Off to Grandpa's house
With the smiling and posing done, it was off to Rowe's grandfather's house. Unfortunately, he was no help, either. But just before Fromm and Rowe finally decided to take the leg to an actual professional, Rowe's grandfather tried to get Fromm to break fisherman code by asking him where his accident occurred.
"I said, 'Whoa, now! I can't tell you that! I can't tell you where my fishing spots are!'"
To which Rowe's grandfather replied ...
"Welp, I guess we'll just have to leave that in there then."
Medical attention
Stay in it did, so Fromm and Rowe drove 10 minutes to Cook Medical Center in Adel. Mind you, this hook has been stuck in Fromm's leg for nearly an hour and a half without any sort of proper medical attention.

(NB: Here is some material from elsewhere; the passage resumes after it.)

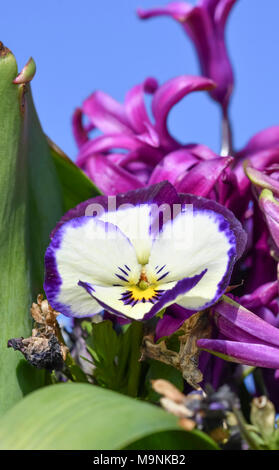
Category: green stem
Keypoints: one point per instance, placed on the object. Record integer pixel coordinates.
(227, 144)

Once it was determined that infection was not a threat, a doctor numbed the area around Fromm's wound and started to push the hook upward. But with the lure buried in muscle, it took a while for the doctor to push it to the surface before cleanly removing it.
"I tell ya, that thing was so deep, it took him forever to push it through," Fromm said.
Telling coach
Fromm didn't really want anyone to find out about his injury, but that was short-lived after he and Rowe posted pictures of his wounded leg on Instagram, sending social media into a frenzy.
It was inevitable that coach Kirby Smart would find out that his quarterback's leg had been mangled a bit in an offseason fishing excursion, so Fromm braced for the worst.
Instead, Smart, probably relieved that Fromm was going to have no problem walking again, texted him a picture of his friend with his own fishing accident -- a fishhook through his eyelid.
"It could have been worse," Fromm laughed.
Yeah, it sure could have been, and, with a little more sunlight, Fromm might have had an even better ending to tell.
"The story would have been a whole lot better if I had caught the fish."